The cause to stop the use of child soldiers is close to my heart, as I have witnessed terrorism and the recruitment of child soldiers in India. Today, when we sidestep the discussion on gun violence, I vividly recall the uprising at Tiananmen Square and dissolution of the former Soviet bloc and Germany. When we came to SIPA in 2001 on the eve of 9/11 for orientation, we did not know what was coming. At our Reunion a few weeks ago, we recalled having coffee at Amsterdam Deli and commiserated on how our class changed forever.
My association with CSI and its exceptional team is two years old. During this time, I have seen what it accomplishes by way of research and advocacy alone. Trying to bring the full weight of new technologies to support this lean team is something I am passionate about. The fact remains that 46 states still recruit child soldiers in their armed forces, and there have been at least 18 conflict situations in which children have participated in hostilities since 2016. These statistics do not capture the recruitment done by terrorist outfits.
This digital platform makes information accessible to people in all corners of the world and is used equally by grassroots organizations working directly with affected communities, for projects like Make Home Home Again for returning girl child soldiers in the Democratic Republic of Congo, by policymakers at a government level, or peers across the international NGO community. As the nature of armed conflict is ever evolving, the World Index is well placed to react to these changes, and its online presence means better responsiveness.
(The author along with a photo of the Index)
The objective of developing the World Index has been to make it available to all, and so it was important that the content was not locked behind a paywall or registration portal.

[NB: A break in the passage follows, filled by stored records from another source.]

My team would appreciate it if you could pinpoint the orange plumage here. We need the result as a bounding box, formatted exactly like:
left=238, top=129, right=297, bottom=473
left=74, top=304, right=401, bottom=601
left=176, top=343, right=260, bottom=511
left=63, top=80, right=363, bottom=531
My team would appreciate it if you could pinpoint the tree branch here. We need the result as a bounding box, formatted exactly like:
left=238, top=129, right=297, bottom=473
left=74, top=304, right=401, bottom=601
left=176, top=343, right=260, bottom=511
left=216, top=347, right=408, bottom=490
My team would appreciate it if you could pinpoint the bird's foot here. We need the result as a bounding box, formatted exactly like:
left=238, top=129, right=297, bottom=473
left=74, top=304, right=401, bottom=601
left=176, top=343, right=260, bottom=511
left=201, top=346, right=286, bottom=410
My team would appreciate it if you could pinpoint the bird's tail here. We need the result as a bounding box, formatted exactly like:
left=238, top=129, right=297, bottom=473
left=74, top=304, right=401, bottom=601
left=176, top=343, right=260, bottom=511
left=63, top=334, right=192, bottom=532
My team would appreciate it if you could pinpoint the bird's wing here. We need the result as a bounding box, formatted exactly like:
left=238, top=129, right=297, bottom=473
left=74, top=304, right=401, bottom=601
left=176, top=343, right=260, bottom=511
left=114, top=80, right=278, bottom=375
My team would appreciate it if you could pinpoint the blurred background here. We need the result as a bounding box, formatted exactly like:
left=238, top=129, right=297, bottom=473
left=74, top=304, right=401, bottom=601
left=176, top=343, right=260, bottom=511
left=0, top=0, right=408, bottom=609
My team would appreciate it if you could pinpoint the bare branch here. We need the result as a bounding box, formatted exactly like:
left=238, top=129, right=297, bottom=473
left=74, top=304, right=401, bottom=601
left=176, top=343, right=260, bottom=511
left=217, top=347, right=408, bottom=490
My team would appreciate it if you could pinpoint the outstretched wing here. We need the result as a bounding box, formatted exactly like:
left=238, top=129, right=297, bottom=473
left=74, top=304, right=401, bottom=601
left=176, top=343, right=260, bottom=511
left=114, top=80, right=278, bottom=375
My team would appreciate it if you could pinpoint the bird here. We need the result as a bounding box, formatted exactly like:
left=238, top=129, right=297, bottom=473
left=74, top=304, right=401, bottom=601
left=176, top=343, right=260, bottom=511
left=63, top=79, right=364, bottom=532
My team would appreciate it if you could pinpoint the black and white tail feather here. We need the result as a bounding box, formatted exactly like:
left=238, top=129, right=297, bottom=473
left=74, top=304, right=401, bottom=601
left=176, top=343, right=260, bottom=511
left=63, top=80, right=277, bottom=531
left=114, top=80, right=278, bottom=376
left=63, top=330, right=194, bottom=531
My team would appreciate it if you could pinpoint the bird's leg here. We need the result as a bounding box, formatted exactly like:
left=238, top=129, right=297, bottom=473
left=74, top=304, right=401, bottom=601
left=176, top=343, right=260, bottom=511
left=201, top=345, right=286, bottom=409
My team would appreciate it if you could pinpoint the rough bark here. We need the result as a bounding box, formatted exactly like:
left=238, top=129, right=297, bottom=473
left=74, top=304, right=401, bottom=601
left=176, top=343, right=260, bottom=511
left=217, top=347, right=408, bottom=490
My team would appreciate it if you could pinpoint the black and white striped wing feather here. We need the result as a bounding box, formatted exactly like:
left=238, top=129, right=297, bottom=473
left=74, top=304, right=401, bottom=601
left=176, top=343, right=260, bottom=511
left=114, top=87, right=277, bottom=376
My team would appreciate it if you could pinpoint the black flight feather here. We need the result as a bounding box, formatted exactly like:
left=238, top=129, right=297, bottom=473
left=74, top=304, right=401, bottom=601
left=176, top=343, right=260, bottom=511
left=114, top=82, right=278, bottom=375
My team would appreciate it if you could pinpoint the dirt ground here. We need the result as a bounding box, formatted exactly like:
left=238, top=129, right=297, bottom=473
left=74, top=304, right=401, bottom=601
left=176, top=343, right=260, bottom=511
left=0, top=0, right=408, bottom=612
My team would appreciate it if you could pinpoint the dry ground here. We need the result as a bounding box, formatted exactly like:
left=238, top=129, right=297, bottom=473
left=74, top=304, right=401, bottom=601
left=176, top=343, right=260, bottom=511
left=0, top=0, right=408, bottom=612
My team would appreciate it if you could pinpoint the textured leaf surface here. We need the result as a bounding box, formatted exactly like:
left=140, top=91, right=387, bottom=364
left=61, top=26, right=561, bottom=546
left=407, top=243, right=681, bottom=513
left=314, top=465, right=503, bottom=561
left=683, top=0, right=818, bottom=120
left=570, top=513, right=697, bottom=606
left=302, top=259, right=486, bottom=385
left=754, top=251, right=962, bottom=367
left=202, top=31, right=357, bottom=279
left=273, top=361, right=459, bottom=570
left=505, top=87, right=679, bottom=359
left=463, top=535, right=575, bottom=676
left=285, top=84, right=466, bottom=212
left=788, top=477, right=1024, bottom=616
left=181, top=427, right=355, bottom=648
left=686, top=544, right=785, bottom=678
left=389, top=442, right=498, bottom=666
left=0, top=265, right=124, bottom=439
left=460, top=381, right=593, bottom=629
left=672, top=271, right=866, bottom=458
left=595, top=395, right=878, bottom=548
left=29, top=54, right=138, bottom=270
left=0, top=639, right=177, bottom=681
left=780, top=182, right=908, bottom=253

In doing so, there was no bias toward particular fields or geographies. The Index includes more than 10,000 data points, therefore an open approach to data, which ranges from verified cases of child recruitment and exploitation to international laws and details on related criminal proceedings, not only increases engagement but also collaboration.
"Collaboration is critical to the Index," CSI Director of Operations Carol Steel said. "It supports existing data mapped by either CSI's own first-hand research or from reputable sources such as the UN and Human Rights Watch or BBC and other media. Where accuracy and being truthful is key, filtering out potentially bogus figures and information is crucial. The strict data usage guidelines CSI adopted means such concerns have been alleviated with the World Index. The aim is to develop it even further with layers of additional information."
Blockchains peer-to-peer technology facilitates data transfer via a decentralized network. It is secure and helps create a governance-based foundation. With multiple actors and legal constraints, it provides stewardship and restores trust in institutions. It is able to help combat child recruitment on the world stage by actively monitoring and reporting. With the paucity of resources and need to mobilize these to the area of most need, it's a game-changer in the fight to stop the use of child soldiers worldwide.